Clearly, the RSN’s programming won’t be as strong. But it still will collect the same license fees from Houston-area distributors.
Fox will use the same strategy in Los Angeles. Fox took a significant hit in losing the Lakers, one of the strongest brands in sports, starting in the 2012-13 season. But it still has the rights to the Dodgers, Angels, Clippers and Kings across FS West and Prime Ticket.
In other markets, Fox has wrapped up as many as eight long-term rights deals in the past 18 months.
Just last week, a week after the Time Warner Cable announcement, Fox signed the Twins to a long-term deal with FS North and the Suns to a long-term deal with FS Arizona.
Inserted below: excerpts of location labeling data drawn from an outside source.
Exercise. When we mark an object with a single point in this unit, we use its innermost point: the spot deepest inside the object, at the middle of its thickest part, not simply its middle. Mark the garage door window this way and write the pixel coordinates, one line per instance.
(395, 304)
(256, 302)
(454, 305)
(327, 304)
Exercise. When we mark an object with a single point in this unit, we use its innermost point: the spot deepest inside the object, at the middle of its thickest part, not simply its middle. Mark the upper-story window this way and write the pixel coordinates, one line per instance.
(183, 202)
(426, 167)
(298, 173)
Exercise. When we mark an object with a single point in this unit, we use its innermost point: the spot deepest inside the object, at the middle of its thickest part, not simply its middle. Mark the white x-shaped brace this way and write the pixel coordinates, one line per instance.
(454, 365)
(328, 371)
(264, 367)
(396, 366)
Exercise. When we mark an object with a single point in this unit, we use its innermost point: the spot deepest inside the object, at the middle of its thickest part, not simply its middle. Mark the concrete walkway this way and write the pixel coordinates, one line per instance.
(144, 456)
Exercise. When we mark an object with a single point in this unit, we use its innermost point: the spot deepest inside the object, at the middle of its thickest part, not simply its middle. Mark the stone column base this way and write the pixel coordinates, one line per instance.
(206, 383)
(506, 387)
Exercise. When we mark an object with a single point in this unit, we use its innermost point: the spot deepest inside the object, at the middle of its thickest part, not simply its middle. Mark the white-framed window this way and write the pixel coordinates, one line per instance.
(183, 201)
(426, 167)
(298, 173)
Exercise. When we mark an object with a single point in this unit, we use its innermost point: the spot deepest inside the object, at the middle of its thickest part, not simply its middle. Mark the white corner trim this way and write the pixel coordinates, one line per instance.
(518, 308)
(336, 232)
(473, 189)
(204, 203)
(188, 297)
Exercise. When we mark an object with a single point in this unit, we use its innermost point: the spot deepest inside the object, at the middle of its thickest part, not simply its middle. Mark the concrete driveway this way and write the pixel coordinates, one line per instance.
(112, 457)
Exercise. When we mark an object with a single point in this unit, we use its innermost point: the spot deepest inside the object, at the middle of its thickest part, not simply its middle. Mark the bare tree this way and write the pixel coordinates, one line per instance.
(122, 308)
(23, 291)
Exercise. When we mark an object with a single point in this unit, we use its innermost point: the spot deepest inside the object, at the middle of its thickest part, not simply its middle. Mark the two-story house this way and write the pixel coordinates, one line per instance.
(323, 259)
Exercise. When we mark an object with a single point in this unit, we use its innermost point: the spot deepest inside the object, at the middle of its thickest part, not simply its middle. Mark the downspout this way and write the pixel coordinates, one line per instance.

The New York market offers a good example of what can happen when an RSN loses rights. MSG Network lost the rights to the Yankees in 2002 and the Mets in 2006. Though the lack of summer pro sports has hurt MSG’s programming lineup, it hasn’t hurt the bottom line. It’s still on every New York-area cable system.
For the past five years, the New York market has had four RSNs (YES Network, SportsNet NY, MSG and MSG Plus), which cost New York-area distributors a combined $10 a subscriber a month.
That same situation looks to be happening in Los Angeles.
It’s no secret that RSNs are a good business. Fox and Comcast executives regularly describe their regional sport network groups as the most profitable arms at their companies. That’s why so much attention is being lavished on this space.
Expect that attention — and fierce competition — to continue.